Eric Astor wrote:
I've actually been working on a Python-based wikitext parser, using some techniques that should make the system a bit faster and cleaner... With a lot of luck, I should start making progress on that again in the next month or so.
For anyone who cares, I'll probably be trying to implement a PEG-based parser using mxTextTools, since I think that should be able to parse all of MediaWiki's wikitext, and should be about twice as fast as the current Parser.php (which is about as fast as wiki2xml)... Or I might just end up using ANTLR, if I can bully my current semi-grammar into working in that framework... If anyone knows of a decent PEG parser with a Python API (a packrat parser might be ideal), that'd be great too. *shrugs*
- Eric Astor
Yes! I also believe that PEGs and [[packrat parser]]s are the way to go with parsing wikitext, because of the very ad-hoc definition of wikitext.
A basic packrat parser is pretty easy to implement; it's simply a brute-force recursive-descent parser with memoization of (offset, term) -> production mappings. Scheme is a pretty good language to write a packrat parser in, since the grammar itself can be written as an S-expression, and is easy to use for program transformation (see below).
A simple implementation just interprets the grammar tree, matching as it goes.
You can achieve considerable speedups by:
1 using the grammar to generate code, and compiling and executing that instead of interpreting the grammar by hand
2 allowing the grammar to contain both PEG expressions and regexps for low-level lexical matching: regexps will be at least an order of magnitude faster than even compiled PEGs for matching low-level lexical tokens like numbers and names, without removing the ability of PEGs to blur the distinction between lexical and syntactic analysis, which is important for parsing strange things like wikitext.
I've implemented packrat parsing in both Python and Scheme: Scheme was faster, and ultimately more natural.
The one awkward bit is left-recursion removal, which breaks packrat parsers unless you alter the grammar to an equivalent form without left recursion.

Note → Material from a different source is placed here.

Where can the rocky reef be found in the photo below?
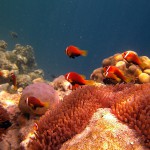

I did it by hand on my input grammars, but it could easily be done programatically at grammar-generation time.
I'm not sure about the best way to implement an API: have you considered just using the parser to convert from wikitext to somthing like PYX, which is a very simple-to-parse and Python-friendly representation of an XML data structure, and can then be used either to build an in-core parse tree, or drive something like a SAX API, or whatever other form of post-processing you like (for example, direct procedural text-to-text generation, which could be very simple indeed, since the output of a successful parse is guaranteed by definition to _exactly_ conform to the grammar specification).
-- Neil
[PYX: http://www.xml.com/pub/a/2000/03/15/feature/index.html]